Argélia: um processo revolucionário em curso

Ouvimos a companheira Nadia Chouitem, que, em meio às enormes manifestações de massa que vem ocorrendo no país norte-africano, apresentou sua renúncia à Assembleia Nacional junto com os demais depu­tados do PT da Argélia (partido que é membro do Acordo Internacional dos Trabalhadores e Povos-AcIT). Na­dia, além de deputada eleita e agora demissionária, é médica e sindicalista no setor Saúde.

O Trabalho – Por que os deputados do PT renunciaram aos seus mandatos parlamentares?

Nadia Chouitem – A renúncia da ban­cada parlamentar do PT foi decidida pela direção do partido. Consideramos que estamos diante de um proces­so revolucionário, com milhões de cidadãos se manifestando pelo fim do sistema político argelino e seus símbolos, a saída do presidente e de todo o governo, bem como a dissolu­ção do parlamento, para que o povo possa exercer a sua soberania. Se antes o PT utilizava o parlamento como tribuna de expressão, agora não pode mais fazê-lo, pois foi o próprio parlamento que impôs, junto com o conselho constitucional e o Exército, o presidente do Senado como chefe de Estado por 90 dias para preparar eleições presidenciais, contra a von­tade expressa de milhões de argelinos que saíram às ruas.

OT – Como se desenvolve a mobilização do povo argelino?

Nadia – Desde 22 de fevereiro as manifestações não param de crescer. As reivindicações são políticas e se concentram na saída de todo o sis­tema. Mas também se exige julgar os corruptos e a reapropriação coletiva dos bens e fundos desviados.

Os jovens e estudantes estão na van­guarda. As distintas categorias entraram nesse movimento revolucionário: trabalhadores dos setores público e privado, advogados e juízes, artistas, jornalistas. Todas as sextas-feiras (que correspondem ao domingo nos países de maioria muçulmana, como a Argé­lia, NdT) ocorrem marchas populares de milhões ao longo do país, mesmo nas pequenas cidades, e todas elas são pacíficas, unitárias e com forte presença das mulheres. A sétima manifestação ocorreu em 5 de abril e chegou a mobilizar 25 milhões de argelinos, logo após a renúncia de Boute­flika à presidência.

Em 9 de abril, data da nomeação do presiden­te interino, centenas de milhares de estudantes manifestaram-se em todas as cidades universitárias para dizer: “Não! Fora com o sistema”. Na capital Argel, a marcha foi reprimida e houve prisões. Apesar disso, os estudantes não se dispersaram. O governo quer proibir marchas durante a semana, mas elas continuam e para este 10 de abril a Confederação dos Sindicatos Argelinos – nova central em construção com 13 sindicatos nacionais – convoca uma greve geral e uma marcha a Argel.

OT – Qual é a saída política para essa situação?

Nadia – O PT propõe a organização de comitês populares, entrando no debate geral com a defesa da eleição de delegados desses comitês que lu­tem por uma Assembleia Constituinte Soberana. Pensamos que é necessária uma direção mandatada para o mo­vimento revolucionário em curso, para se ocupar inclusive das questões públicas de forma transitória até a ins­talação da Constituinte. Os cidadãos discutem nas ruas, universidades e lo­cais de trabalho, buscando um quadro para expressar as suas reivindicações. Estamos numa fase de debate e de auto-organização.
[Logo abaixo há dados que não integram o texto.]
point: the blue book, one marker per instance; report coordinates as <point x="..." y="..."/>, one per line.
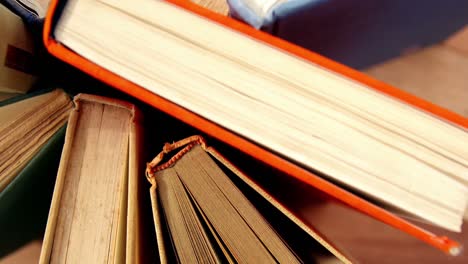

Ao mesmo tempo o sistema se­gue de pé, com os partidos ditos de oposição ou de situação e o Exército agindo para acelerar a realização de eleições presidenciais. Seu objetivo é o de preencher o vazio institucional e manter o sistema atual, que é rejeitado pela esmagadora maioria do povo. A repressão das marchas começou e o Exército se intromete na política exigindo uma “solução constitucio­nal”, isto é, nos marcos do sistema. A mobilização prossegue e o povo está determinado a se manifestar de forma pacífica, de modo a evitar der­rapagens e provocações. A solidarie­dade é muito forte, fazendo evoluir o processo revolucionário.